Me pareció que la línea divisoria era muy tenue. Los microbios son microbios; desconocen la diferencia entre vacas, cerdos o personas. No distinguen la investigación defensiva de la ofensiva, no diferencian las vacunas preventivas de una bomba biológica. Maldita sea, ni siquiera distinguen entre el bien y el mal.
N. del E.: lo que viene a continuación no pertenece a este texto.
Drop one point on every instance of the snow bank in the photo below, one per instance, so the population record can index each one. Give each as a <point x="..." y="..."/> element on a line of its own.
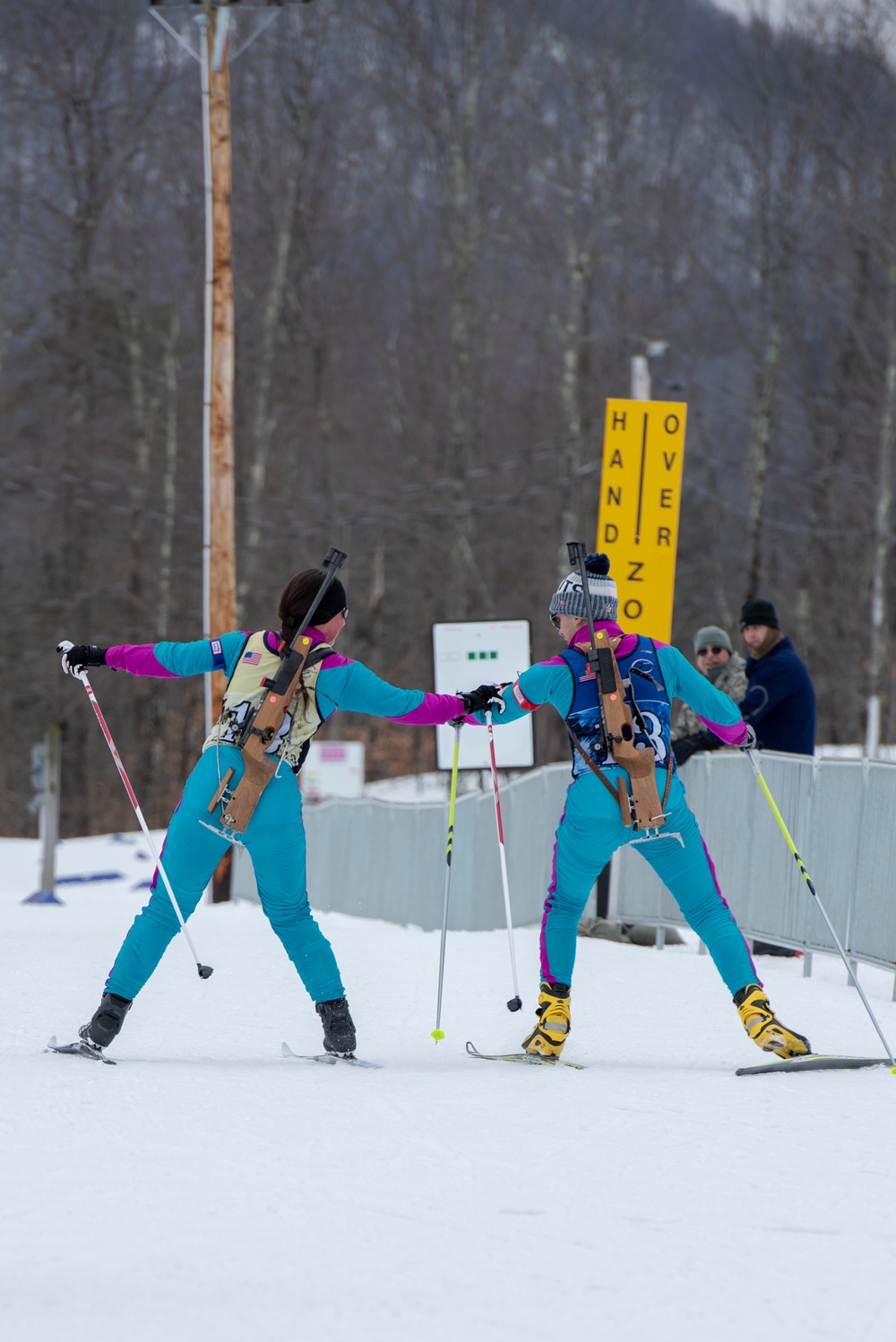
<point x="207" y="1188"/>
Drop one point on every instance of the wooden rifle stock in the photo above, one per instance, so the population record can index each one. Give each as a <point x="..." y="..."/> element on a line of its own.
<point x="258" y="733"/>
<point x="639" y="764"/>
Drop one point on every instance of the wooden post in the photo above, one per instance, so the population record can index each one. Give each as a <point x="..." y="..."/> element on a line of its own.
<point x="220" y="484"/>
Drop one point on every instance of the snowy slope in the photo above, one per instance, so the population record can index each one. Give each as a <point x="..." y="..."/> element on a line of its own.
<point x="207" y="1188"/>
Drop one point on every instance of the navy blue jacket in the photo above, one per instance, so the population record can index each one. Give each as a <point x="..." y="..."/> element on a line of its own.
<point x="780" y="703"/>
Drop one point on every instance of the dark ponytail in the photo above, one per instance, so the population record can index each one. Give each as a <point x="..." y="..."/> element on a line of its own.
<point x="298" y="595"/>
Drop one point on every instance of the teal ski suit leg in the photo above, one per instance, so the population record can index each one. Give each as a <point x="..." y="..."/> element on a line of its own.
<point x="275" y="841"/>
<point x="589" y="834"/>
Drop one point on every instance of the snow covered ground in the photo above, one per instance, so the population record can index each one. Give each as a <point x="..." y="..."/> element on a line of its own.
<point x="207" y="1188"/>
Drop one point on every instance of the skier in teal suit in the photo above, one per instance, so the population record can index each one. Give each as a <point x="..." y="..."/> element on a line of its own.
<point x="275" y="835"/>
<point x="591" y="829"/>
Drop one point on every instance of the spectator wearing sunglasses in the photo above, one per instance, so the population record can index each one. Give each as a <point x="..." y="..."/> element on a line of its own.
<point x="725" y="668"/>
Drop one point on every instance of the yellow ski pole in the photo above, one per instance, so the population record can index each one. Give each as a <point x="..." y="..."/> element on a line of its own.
<point x="821" y="908"/>
<point x="437" y="1032"/>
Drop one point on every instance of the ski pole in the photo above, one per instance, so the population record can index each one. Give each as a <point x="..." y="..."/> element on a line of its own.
<point x="437" y="1032"/>
<point x="204" y="970"/>
<point x="515" y="1002"/>
<point x="821" y="908"/>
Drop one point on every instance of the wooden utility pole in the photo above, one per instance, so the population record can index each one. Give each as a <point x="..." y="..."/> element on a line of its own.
<point x="221" y="514"/>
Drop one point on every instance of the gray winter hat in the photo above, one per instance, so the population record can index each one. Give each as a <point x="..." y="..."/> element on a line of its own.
<point x="711" y="633"/>
<point x="570" y="600"/>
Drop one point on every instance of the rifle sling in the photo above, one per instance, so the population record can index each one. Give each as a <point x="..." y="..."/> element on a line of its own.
<point x="599" y="772"/>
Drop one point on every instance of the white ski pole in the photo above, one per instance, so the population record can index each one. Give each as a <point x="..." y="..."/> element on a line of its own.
<point x="515" y="1002"/>
<point x="439" y="1032"/>
<point x="204" y="970"/>
<point x="752" y="756"/>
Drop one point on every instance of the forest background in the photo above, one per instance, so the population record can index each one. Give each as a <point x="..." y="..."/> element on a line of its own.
<point x="453" y="227"/>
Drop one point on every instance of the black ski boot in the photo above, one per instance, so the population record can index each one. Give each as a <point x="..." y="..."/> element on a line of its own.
<point x="107" y="1021"/>
<point x="338" y="1027"/>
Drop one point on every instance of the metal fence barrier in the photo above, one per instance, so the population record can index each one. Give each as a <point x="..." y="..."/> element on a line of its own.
<point x="841" y="815"/>
<point x="385" y="860"/>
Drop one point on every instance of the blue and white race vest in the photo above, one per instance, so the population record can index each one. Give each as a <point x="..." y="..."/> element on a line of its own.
<point x="647" y="694"/>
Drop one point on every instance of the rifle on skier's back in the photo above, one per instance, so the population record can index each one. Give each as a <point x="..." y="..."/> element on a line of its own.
<point x="262" y="724"/>
<point x="639" y="764"/>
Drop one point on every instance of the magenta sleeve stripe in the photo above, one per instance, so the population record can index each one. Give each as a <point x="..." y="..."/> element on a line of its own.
<point x="137" y="658"/>
<point x="434" y="710"/>
<point x="733" y="735"/>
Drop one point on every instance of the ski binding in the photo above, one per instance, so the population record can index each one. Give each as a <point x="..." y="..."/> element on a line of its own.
<point x="813" y="1063"/>
<point x="533" y="1059"/>
<point x="81" y="1050"/>
<point x="331" y="1059"/>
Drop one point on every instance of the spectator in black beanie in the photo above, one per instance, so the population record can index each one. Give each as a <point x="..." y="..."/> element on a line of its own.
<point x="780" y="703"/>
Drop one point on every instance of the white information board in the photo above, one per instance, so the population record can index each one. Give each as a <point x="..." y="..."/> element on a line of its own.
<point x="333" y="770"/>
<point x="483" y="652"/>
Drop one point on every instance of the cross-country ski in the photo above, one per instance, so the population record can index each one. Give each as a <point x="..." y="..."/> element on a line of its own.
<point x="328" y="1059"/>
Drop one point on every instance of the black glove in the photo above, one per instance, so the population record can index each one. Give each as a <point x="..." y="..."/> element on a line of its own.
<point x="78" y="655"/>
<point x="687" y="746"/>
<point x="475" y="701"/>
<point x="483" y="697"/>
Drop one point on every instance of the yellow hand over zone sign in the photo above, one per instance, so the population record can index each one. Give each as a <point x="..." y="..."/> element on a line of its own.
<point x="639" y="512"/>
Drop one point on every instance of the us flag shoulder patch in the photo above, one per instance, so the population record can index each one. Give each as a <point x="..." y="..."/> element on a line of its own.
<point x="521" y="698"/>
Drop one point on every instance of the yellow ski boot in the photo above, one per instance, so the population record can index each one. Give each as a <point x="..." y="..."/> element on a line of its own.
<point x="763" y="1027"/>
<point x="553" y="1023"/>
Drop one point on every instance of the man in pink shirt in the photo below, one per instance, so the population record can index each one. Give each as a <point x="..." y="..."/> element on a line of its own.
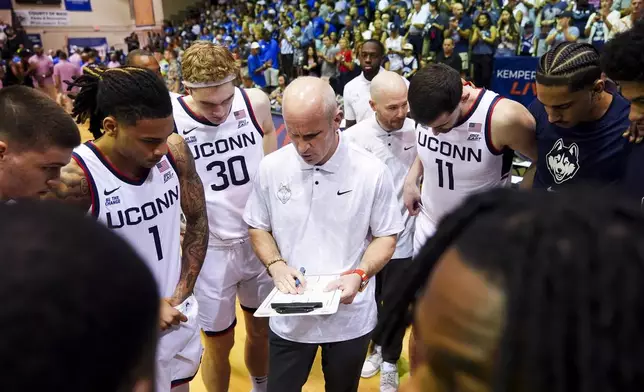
<point x="64" y="70"/>
<point x="43" y="77"/>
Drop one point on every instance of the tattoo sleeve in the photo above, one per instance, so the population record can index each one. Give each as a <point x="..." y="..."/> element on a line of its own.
<point x="193" y="204"/>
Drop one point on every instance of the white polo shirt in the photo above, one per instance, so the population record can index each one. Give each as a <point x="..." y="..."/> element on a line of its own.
<point x="322" y="219"/>
<point x="397" y="150"/>
<point x="356" y="98"/>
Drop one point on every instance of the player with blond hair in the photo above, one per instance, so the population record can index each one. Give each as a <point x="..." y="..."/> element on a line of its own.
<point x="229" y="130"/>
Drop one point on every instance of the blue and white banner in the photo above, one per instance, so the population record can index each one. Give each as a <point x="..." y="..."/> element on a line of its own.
<point x="78" y="5"/>
<point x="514" y="78"/>
<point x="35" y="39"/>
<point x="98" y="44"/>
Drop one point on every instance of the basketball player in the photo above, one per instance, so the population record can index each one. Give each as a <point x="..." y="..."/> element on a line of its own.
<point x="506" y="307"/>
<point x="132" y="178"/>
<point x="33" y="148"/>
<point x="579" y="125"/>
<point x="80" y="307"/>
<point x="622" y="61"/>
<point x="229" y="130"/>
<point x="389" y="135"/>
<point x="465" y="145"/>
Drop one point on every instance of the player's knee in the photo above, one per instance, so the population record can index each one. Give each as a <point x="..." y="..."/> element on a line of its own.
<point x="220" y="344"/>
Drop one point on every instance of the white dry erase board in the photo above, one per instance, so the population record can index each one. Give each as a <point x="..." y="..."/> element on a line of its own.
<point x="314" y="293"/>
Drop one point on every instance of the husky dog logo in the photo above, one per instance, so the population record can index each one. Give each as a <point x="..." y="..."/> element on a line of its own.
<point x="563" y="161"/>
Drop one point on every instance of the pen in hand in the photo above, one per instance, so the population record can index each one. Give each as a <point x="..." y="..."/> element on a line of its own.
<point x="297" y="281"/>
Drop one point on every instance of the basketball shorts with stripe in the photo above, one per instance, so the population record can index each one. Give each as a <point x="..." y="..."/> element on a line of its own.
<point x="229" y="271"/>
<point x="179" y="349"/>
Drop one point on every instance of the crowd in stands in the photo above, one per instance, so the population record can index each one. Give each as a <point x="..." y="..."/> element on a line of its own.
<point x="277" y="40"/>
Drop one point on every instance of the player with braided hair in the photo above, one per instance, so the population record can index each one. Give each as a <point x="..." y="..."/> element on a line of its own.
<point x="136" y="177"/>
<point x="548" y="299"/>
<point x="579" y="123"/>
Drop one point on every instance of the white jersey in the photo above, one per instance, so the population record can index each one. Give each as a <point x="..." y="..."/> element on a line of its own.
<point x="397" y="150"/>
<point x="226" y="157"/>
<point x="145" y="212"/>
<point x="459" y="163"/>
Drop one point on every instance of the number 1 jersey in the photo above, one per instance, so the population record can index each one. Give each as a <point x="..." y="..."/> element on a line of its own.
<point x="226" y="156"/>
<point x="145" y="212"/>
<point x="460" y="162"/>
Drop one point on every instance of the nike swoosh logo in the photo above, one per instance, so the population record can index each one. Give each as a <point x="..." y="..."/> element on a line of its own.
<point x="110" y="192"/>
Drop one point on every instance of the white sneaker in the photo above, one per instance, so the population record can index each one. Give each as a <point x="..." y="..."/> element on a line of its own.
<point x="371" y="366"/>
<point x="389" y="378"/>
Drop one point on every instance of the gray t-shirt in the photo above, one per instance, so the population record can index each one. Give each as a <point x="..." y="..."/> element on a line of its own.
<point x="329" y="70"/>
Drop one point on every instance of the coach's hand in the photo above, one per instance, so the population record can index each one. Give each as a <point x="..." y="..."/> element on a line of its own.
<point x="348" y="284"/>
<point x="284" y="277"/>
<point x="633" y="134"/>
<point x="169" y="316"/>
<point x="411" y="198"/>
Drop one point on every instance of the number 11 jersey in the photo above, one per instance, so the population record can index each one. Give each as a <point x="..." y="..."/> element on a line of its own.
<point x="226" y="157"/>
<point x="459" y="163"/>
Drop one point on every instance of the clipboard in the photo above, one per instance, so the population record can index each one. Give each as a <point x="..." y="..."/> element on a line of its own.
<point x="313" y="302"/>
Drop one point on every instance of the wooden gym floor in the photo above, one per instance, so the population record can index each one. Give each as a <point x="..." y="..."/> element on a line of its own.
<point x="239" y="379"/>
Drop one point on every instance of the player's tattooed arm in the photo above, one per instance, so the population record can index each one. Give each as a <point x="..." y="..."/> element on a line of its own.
<point x="262" y="109"/>
<point x="73" y="188"/>
<point x="193" y="204"/>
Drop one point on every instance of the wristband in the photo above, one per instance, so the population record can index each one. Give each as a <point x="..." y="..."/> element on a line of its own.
<point x="278" y="260"/>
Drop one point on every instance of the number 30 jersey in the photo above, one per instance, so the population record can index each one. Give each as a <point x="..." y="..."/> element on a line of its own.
<point x="459" y="163"/>
<point x="226" y="157"/>
<point x="145" y="212"/>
Si seguía escuchando esa basura de Nash, podía empezar a creer que en Plum Island desarrollaban unos interesantes nuevos cultivos de yogur.
El señor Nash miraba fijamente su taza de café como si pensase que el agua podría haber sido infectada ya con la enfermedad de las vacas locas.
– El problema, evidentemente -prosiguió-, estriba en que esos cultivos víricos y bacteriológicos pueden ser… Me refiero a que si alguien llegase a obtener esos microorganismos y poseyera el conocimiento necesario para multiplicarlos a partir de las muestras, podría producirlos en grandes cantidades, y si, de algún modo, entraran en contacto con la población… podría existir un problema potencial de sanidad pública.
– ¿Se refiere a una especie de plaga del fin del mundo con los muertos amontonados en las calles? -pregunté.
– Sí, algo por el estilo.
Silencio.
– Así que -siguió diciendo el señor Nash en un tono grave-, aunque todos anhelamos descubrir la identidad del asesino o asesinos de los señores Gordon, estamos todavía más preocupados por descubrir si éstos cogieron algo de la isla y se lo entregaron a alguna persona o personas no autorizadas.
– ¿Puede alguien determinar si ha desaparecido algo de los laboratorios? -preguntó Beth después de un prolongado silencio.
Ted Nash miró a Beth Penrose de la misma forma en que un catedrático mira a su estudiante predilecto cuando ha formulado una pregunta brillante. En realidad, la pregunta no era tan genial pero todo vale para ligártela, ¿no es cierto, Ted?